L'inizio fu la nomina di monsignor Battista Ricca come prelato dello Ior, malgrado il pesante scandalo omosessuale di cui era stato protagonista nella nunziatura in Uruguay, e fu proprio rispondendo a una domanda sul suo caso che il Papa se ne uscì con quel «Chi sono io per giudicare?» che, a prescindere dalle intenzioni, ha avuto un effetto devastante favorendo il dilagare dell'ideologia omosessualista. Ma tante sono state le nomine, i gesti, le decisioni che hanno favorito il radicarsi della cultura omosessualista nella Chiesa.
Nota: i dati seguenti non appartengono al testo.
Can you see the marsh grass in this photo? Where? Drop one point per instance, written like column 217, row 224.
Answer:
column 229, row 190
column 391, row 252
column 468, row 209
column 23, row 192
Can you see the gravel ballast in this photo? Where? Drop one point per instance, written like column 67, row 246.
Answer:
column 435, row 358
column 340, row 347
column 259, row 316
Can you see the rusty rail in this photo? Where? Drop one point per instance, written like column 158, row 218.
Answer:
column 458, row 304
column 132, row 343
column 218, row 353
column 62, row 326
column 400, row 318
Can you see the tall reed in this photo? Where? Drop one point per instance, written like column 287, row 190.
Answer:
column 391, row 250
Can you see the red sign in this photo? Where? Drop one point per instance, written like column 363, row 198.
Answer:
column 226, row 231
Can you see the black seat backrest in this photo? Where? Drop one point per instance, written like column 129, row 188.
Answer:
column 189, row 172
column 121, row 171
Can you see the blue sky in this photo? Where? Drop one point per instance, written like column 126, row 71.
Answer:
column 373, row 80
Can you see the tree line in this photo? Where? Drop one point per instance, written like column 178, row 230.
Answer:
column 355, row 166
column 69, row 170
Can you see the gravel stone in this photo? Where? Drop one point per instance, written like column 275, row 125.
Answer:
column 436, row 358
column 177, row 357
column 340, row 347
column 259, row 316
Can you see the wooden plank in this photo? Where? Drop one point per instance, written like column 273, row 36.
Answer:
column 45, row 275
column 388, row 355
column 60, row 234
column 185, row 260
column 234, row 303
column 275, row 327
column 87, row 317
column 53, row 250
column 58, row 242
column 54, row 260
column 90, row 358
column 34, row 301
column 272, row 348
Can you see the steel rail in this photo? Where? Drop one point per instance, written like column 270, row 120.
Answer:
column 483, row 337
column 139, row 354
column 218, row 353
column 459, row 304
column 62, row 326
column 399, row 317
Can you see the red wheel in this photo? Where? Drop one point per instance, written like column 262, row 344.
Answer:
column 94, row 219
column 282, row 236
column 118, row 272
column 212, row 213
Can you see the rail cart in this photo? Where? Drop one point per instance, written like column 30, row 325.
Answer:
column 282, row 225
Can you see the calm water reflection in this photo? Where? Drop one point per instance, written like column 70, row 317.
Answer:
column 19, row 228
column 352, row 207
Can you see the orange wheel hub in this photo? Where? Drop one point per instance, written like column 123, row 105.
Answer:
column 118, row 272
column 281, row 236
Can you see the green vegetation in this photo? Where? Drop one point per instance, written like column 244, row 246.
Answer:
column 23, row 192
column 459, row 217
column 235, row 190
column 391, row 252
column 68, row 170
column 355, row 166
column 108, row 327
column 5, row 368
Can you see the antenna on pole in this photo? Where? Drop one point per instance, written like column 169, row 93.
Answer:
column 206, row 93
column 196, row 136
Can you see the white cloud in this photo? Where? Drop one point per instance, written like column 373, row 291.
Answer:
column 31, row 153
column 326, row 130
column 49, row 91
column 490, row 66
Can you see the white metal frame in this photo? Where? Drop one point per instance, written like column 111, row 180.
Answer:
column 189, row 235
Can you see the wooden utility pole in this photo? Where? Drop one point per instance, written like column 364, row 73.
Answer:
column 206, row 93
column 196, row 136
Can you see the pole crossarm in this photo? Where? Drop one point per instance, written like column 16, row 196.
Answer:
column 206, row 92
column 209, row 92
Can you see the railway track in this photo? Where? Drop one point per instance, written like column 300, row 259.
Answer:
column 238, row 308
Fino agli ultimi episodi: la nomina come consultore della Segreteria per la Comunicazione dell'ormai famoso padre James Martin, poi assurto alla massima visibilità per lo spazio assegnatogli all'Incontro mondiale delle famiglie. Incontro, guarda caso, guidato dal cardinale Kevin Farrell, "creatura" del cardinale McCarrick e grande estimatore di padre Martin, a cui ha scritto la prefazione del suo libro su Chiesa e gay. E ancora, l'introduzione della terminologia Lgbt nell'Instrumentum Laboris del prossimo Sinodo dei Giovani.
Ce n'è più che abbastanza per chiedere di fare chiarezza, sia sulla rete di copertura degli abusi sia sul tentativo di sovvertire la dottrina della Chiesa da parte della lobby gay che l'allora cardinale Ratzinger già denunciava nel 1986. Ma come ha già dimostrato nel caso dei Dubia, papa Francesco non è incline a fare chiarezza, è molto più interessato - come ha detto molte volte - ad avviare processi. E qui, purtroppo, è chiaro dove sta portando questo processo.